SB 408 restores the actual cash value/replacement cost value holdback on damage to dwellings and requires an executed contract to perform repairs on the property. On contents, SB 408 provides a two-pronged approach: it allows an insurer to offer coverage either without the holdback, as in current law, or coverage with the holdback, at a reduced premium.

Seeking to address additional cost drivers, the bill also establishes a three-year claim-filing deadline for hurricane and windstorm claims from date of event. Importantly, it places restrictions on the activities of public adjusters, including contract mandates, restrictions on compensation, and limitations on advertisements and solicitation.

Into the Future
Prospectively, SB 408 should eliminate or defuse cost drivers enough to resuscitate the private carrier market from a severe adverse trend in non-catastrophic loss ratios. Florida Association of Insurance Agents President and CEO Jeff Grady went so far as to declare the session “absolutely a positive experience for the insurance industry.”

While acknowledging some setbacks, Grady said, “We did see progress, especially when one recalls the disappointing vetoes of similar measures by former Gov. Charlie Crist.”

Grady said he believes that most insurers will be “content” with the changes. “I believe most are and they should be,” he said. “It’s no small order to pass any bill that met with such controversy in the Florida Legislature. However, while they are likely grateful, they probably also share the sentiment, ‘It’s about time!’ They have been watching their financial results steadily deteriorate from Florida’s newfound sinkhole epidemic and the populist insurance policies advanced during the term of former Gov. Crist. Two times, a less robust bill than SB 408 was swatted away by Crist vetoes.
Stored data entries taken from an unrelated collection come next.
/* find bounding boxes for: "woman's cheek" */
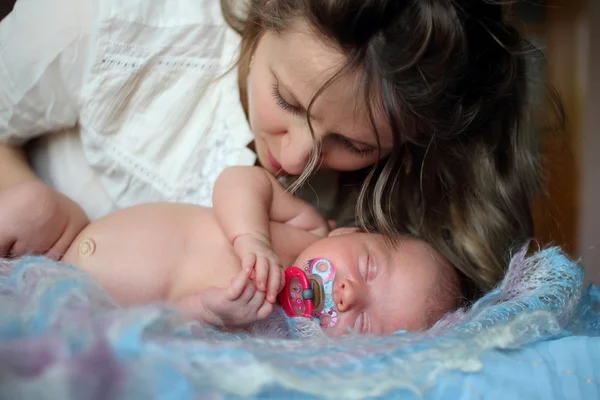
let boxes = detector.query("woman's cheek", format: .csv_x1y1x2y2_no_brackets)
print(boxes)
260,101,290,138
248,83,278,135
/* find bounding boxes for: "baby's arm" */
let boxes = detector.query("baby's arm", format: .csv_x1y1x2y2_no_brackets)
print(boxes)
213,166,329,243
213,166,329,301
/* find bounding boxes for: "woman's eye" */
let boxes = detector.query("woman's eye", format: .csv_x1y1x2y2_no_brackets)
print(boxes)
333,135,375,158
271,84,302,116
270,84,376,158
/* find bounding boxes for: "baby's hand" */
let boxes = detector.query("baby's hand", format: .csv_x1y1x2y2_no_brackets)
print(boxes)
183,269,274,328
232,234,283,303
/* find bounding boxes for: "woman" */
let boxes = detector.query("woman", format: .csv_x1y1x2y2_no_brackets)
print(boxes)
0,0,562,299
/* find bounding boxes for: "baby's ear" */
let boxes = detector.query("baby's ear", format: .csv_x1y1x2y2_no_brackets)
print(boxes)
328,227,360,237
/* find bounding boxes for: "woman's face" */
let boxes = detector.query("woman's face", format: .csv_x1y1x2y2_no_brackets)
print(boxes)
246,20,394,177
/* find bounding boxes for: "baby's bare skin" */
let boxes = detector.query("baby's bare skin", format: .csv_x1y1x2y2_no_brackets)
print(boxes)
61,202,319,307
58,167,459,335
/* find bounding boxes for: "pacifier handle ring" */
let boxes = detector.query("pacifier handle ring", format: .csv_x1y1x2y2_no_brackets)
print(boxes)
279,266,314,318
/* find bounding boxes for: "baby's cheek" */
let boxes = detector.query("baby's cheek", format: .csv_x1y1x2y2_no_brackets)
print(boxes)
321,312,358,338
322,324,351,338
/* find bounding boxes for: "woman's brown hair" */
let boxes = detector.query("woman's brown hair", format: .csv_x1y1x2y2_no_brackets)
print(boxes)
222,0,564,299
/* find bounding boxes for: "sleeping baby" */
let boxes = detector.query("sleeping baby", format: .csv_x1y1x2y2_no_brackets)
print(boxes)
61,167,460,336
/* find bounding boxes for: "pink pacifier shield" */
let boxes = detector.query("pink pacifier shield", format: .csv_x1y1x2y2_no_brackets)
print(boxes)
305,259,338,328
279,258,339,329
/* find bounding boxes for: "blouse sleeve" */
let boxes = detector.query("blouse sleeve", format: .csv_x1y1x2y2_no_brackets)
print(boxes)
0,0,94,145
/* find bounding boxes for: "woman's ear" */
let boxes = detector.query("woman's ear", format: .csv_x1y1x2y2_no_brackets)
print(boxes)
328,227,360,237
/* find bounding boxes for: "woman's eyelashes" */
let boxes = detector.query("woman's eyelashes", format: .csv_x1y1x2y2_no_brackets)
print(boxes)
271,84,376,157
331,135,375,157
271,84,302,116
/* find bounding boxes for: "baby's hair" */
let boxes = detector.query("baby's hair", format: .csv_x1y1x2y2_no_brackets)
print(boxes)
222,0,565,299
423,254,462,329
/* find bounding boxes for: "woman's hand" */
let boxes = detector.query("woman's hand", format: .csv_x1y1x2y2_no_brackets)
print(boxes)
0,180,89,259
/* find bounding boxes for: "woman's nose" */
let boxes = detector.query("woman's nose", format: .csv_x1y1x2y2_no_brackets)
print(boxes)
334,278,365,313
279,128,315,175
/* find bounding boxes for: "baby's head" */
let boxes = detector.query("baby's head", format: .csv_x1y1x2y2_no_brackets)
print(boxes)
282,228,460,337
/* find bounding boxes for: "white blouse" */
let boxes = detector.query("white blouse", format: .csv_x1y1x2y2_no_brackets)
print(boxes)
0,0,256,220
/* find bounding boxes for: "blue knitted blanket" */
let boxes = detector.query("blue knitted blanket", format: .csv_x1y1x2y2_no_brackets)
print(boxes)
1,247,599,399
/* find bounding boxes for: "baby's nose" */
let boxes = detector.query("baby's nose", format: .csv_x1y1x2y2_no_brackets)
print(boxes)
334,278,364,312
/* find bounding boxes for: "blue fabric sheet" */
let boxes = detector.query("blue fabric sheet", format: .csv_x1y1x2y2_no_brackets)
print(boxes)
0,247,599,399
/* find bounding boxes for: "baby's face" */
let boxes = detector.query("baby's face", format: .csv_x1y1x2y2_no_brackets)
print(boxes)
290,229,453,336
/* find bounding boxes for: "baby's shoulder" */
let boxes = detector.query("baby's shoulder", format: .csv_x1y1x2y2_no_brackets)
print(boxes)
269,222,321,268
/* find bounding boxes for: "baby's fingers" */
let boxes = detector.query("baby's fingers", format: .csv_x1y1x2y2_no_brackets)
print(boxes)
254,256,271,292
227,269,251,300
241,253,256,273
266,265,282,304
247,285,266,310
239,278,258,303
256,300,274,321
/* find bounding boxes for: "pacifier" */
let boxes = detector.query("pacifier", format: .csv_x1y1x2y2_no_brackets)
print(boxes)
279,258,338,328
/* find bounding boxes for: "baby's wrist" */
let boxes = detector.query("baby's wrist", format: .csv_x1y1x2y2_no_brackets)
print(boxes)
232,232,270,248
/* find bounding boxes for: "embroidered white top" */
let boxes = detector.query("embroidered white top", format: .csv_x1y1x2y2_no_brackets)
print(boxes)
0,0,256,220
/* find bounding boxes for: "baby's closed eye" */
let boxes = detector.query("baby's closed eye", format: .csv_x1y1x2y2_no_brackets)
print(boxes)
359,253,379,282
359,254,369,281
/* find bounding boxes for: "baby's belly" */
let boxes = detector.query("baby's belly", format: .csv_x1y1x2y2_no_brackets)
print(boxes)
167,224,242,302
61,203,240,306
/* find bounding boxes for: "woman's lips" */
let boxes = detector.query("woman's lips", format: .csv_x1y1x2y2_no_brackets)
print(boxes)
267,149,281,169
267,149,288,175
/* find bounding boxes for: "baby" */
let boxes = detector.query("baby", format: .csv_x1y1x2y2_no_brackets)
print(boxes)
61,167,460,336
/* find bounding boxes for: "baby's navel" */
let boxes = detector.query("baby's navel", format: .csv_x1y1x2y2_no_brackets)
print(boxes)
78,238,97,256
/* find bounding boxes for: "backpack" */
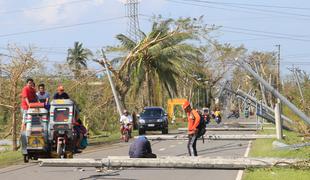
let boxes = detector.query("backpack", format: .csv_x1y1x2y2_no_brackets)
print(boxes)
196,113,207,143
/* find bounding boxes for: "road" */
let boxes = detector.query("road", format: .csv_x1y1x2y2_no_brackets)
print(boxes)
0,117,258,180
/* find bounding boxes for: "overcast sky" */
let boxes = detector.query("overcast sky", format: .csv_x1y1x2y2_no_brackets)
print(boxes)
0,0,309,75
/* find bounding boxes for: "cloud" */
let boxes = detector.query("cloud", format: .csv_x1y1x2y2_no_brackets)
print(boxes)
23,0,106,25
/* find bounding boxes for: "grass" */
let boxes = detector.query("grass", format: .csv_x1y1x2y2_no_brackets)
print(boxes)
88,130,138,145
0,149,23,168
250,129,310,158
243,168,310,180
243,129,310,180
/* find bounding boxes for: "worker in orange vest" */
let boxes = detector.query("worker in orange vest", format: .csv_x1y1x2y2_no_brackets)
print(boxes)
182,100,200,156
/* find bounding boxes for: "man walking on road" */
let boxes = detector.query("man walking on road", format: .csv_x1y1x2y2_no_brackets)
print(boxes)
183,100,200,156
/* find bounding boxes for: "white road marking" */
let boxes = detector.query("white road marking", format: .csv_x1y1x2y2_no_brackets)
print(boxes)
177,141,184,145
235,141,252,180
159,148,166,151
169,145,176,148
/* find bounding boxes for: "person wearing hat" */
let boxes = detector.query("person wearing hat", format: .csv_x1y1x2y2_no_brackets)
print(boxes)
182,100,200,156
119,109,133,138
53,85,70,99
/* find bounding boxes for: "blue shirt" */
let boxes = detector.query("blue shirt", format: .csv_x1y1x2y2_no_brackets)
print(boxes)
129,136,152,158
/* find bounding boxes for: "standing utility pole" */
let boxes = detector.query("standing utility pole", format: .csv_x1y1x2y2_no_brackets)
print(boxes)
125,0,141,43
288,65,305,105
275,45,281,91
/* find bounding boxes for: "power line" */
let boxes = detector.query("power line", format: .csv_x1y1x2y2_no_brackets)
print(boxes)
166,0,267,17
141,13,310,41
0,0,94,15
167,0,310,20
0,16,126,38
181,0,310,11
180,0,310,18
222,26,308,38
219,29,310,42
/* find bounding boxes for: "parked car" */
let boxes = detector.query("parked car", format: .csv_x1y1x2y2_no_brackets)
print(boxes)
138,107,169,135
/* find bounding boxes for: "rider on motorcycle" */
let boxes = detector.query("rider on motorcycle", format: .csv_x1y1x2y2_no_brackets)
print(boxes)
120,110,133,138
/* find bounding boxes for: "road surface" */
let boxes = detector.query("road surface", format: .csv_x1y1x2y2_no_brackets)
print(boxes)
0,117,257,180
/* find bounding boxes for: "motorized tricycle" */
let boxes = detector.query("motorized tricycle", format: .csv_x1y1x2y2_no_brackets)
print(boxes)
48,99,80,158
20,103,49,162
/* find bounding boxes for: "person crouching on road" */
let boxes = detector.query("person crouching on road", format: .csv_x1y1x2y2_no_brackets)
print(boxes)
183,100,200,156
129,136,156,158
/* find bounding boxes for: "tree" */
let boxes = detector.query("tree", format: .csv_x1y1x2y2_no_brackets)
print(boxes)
67,41,93,79
105,17,208,107
0,45,41,150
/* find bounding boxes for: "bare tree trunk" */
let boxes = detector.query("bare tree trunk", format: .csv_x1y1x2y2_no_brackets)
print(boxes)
145,69,153,106
12,84,18,151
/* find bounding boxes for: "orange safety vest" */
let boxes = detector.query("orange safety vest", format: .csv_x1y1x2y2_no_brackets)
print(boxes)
187,109,200,135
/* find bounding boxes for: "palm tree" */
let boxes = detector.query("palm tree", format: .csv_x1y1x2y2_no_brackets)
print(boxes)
113,18,202,106
67,41,93,78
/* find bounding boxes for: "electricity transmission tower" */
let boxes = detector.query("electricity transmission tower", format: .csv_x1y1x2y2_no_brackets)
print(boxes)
125,0,141,43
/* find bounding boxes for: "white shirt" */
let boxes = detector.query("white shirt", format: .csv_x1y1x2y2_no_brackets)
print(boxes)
120,114,133,124
36,92,50,102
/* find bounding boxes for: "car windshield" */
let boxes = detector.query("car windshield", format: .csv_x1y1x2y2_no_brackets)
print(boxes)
141,109,162,117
So yes, I suspect they are happy that progress has been made, but still not satisfied with the scope of the reforms and lawmakers’ failure to rein in Citizens.”

Despite compelling testimony from carrier representatives, industry stakeholders and lawmakers regarding Citizens’ negative impact on market competition, the 2011 session did not produce meaningful reform for the state’s largest property insurer.

That, according to Grady, will mute the impact of this latest legislation. “While our new laws may indeed help existing carriers and perhaps entice potential newcomers to kick the tires, it is still very difficult to see how they can effectively compete with a state-sponsored property insurer that buys virtually no private reinsurance, is tax-exempt, and priced at 40-50 percent below what their own actuaries say is necessary to cover their exposure,” he said.

“Remember, there is practically no barrier to entry for Citizens, their coverage is competitive with most private insurers and the company’s claims paying ability is guaranteed,” he continued. “Citizens remains a super-competitor, and that simply works against the tide of private capital formation in our state.”

Don Cronin, president and CEO of United Property & Casualty Insurance Co. in St. Petersburg agreed that, “Overall, the session was a good first step in the process to reform the property insurance market. While I don’t believe there was enough change at this point to attract new capacity, I do believe prospective companies will now pay closer attention to the impact these changes have, and after a few years, if they stick, investors will come in.”

Cronin further noted that the changes in the statute of limitations, the public adjuster reforms, and the improvements to the replacement cost laws will have a positive impact, although how much remains to be seen. “We wait with positive anticipation,” said Cronin, a seasoned industry veteran.

Grady also expressed optimism for future reform in areas that met with defeat this session. “Although Citizens, PIP and bad faith reform proposals did not pass, their failure was in no way due to a lack of need—it was about where these items rank as priorities within both the legislature and the industry,” he said. “In the end I believe they will ultimately find legislative success.”